Skidmore Cares

Skidmore Cares 2011

December 2011

Skidmore Cares unites campus in effort to help community

Food drop-off at the Franklin Community Center
Food drop-off at the Franklin Community
Center
As the holidays approach and the fall semester wraps up at Skidmore College, students, faculty, and staff are making a concerted effort to help those in need in the surrounding communities.

The lead program in this effort is Skidmore Cares, an annual campus-wide initiative launched in 2006 by Skidmore President Philip A. Glotzbach and his wife, Marie. This year the program collected food, toiletries, school supplies, and money to assist local service agencies at a time when many area families are feeling the economic pinch.

As Skidmore students and staff set out on Monday morning, Dec. 12, to deliver the donations, the tally was impressive: 1,740 food items, over 400 toiletry items, and boxes brimming with school supplies.

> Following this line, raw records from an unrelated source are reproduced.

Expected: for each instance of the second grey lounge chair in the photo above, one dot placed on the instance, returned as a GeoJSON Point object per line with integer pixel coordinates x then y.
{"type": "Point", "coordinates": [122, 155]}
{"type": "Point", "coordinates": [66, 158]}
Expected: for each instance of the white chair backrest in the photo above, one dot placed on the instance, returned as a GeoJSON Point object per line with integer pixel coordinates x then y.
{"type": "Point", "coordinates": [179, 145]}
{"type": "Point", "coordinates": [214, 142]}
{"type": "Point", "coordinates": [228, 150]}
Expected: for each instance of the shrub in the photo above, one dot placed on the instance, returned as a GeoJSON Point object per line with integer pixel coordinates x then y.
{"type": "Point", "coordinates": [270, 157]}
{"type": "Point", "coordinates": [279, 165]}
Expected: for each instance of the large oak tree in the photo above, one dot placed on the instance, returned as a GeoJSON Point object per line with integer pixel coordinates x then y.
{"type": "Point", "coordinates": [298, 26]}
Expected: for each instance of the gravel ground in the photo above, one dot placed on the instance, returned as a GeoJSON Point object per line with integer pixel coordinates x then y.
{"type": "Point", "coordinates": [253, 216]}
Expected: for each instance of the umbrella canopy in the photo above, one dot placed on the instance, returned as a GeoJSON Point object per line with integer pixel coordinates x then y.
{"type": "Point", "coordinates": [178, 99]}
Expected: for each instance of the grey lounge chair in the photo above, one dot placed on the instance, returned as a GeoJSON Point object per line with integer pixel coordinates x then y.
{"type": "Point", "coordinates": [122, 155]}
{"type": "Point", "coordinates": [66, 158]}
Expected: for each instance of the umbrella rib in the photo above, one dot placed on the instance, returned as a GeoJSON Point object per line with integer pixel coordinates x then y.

In addition, Skidmore Cares raised more than $12,000 for local assistance.

Three food banks are beneficiaries of this year’s food drive: Saratoga County Economic Opportunity Council, the Franklin Community Center, and the Salvation Army.

The school supplies were delivered to the Corinth School District; the Latino Advocacy Program of the Saratoga County Equal Opportunity Program; and the Saratoga Springs School District PATHS program (Promoting Academics for Temporarily Housed Students). The PATHS program also received a donation of toiletries from Skidmore Cares.

“In these tough economic times, the number of students in temporary housing continues to rise, yet we no longer have the grant funding to assist them,” said Diane Davis, student advocate and homeless education liaison for the Saratoga Springs School District. “The generous donations from Skidmore Cares help us provide these families with basic necessities.”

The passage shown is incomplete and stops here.